Interconnect between GPU nodes

Jason.Ramapuram · April 29, 2020, 10:51pm

Are all the gpu nodes wired via a fast interlink like infiniband?
Or are they limited to 10G / 1G? I wasn’t able to find any info about this here. If some are wired via inifniband, which gpu* nodes would these be?

I’m trying a few pytorch distributed-data-parallel jobs via TCP and just want to know what to expect.

Thanks!

Jason.Ramapuram · May 14, 2020, 7:52pm

@Yann.Sagon answered this in the lunch HPC meetup. The nodes are connected by infiniband, but singularity needs extra work to get it working. Marking this thread as closed and will follow up with another thread regarding distributed training.

Thanks Yann!

Yann.Sagon · May 15, 2020, 5:41am

A quick hack may be to “talk” to the nodes through their infiniband TCP network interface instead of their ethernet network. For example, from node001, you can “talk” to node002 (eth 1G) or node002i (IB 40G). This should probably work out of the box. I think there is only something to do in Singularity if you want to support RDMA.

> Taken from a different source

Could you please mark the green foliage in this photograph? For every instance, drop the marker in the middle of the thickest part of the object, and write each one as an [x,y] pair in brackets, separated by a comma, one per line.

Jason.Ramapuram · May 15, 2020, 11:54pm

Ah neat! This would be a good workaround for not having the proper driver in Singularity. I do believe pytorch supports RDMA since it is backed into NCCL 2.5+, but not sure what sort of overhead that would have. I can benchmark and report back though

Unfortunately I ran into another issue (sent an email to HPC-support) as the --gpus-per-task is not currently supported and the only way to get >8 gpus is with job-arrays.

Yann.Sagon · May 18, 2020, 7:48am

Hello, indeed, and it’s a change that would kill all the running and pending jobs on Baobab. So unless we have a big issue before, we don’t plan to do the change before launching Yggdrasil. Is there any other way to solve your issue using only gres?

Jason.Ramapuram · May 18, 2020, 8:14am

Is there an equivalent --gres / <other_flag> command that can be used to request 1 GPU per 1 task for a setup requiring > 8 GPUs? I tried the following but it only requested 1 GPU for all the tasks:

#!/bin/bash -l

#SBATCH --job-name=SOTAVAE
#SBATCH --ntasks=9
#SBATCH --cpus-per-task=1
#SBATCH --gres=gpu:1
#SBATCH --partition=shared-gpu-EL7
#SBATCH --time=12:00:00
#SBATCH --mem=16000
#SBATCH --constraint="COMPUTE_CAPABILITY_6_0|COMPUTE_CAPABILITY_6_1"

srun --ntasks=9 --exclusive --multi-prog distributed.conf

I also tried setting #SBATCH --gres=gpu:9 but as expected this threw a Node does not exist error.

Jason.Ramapuram · May 20, 2020, 2:19am

Moving this discussion to a new thread since the original question of this topic has been answered

Yann.Sagon · January 19, 2021, 5:02pm

Update of my post: it is now possible to use --gpus-per-task on Yggdrasil and Baobab.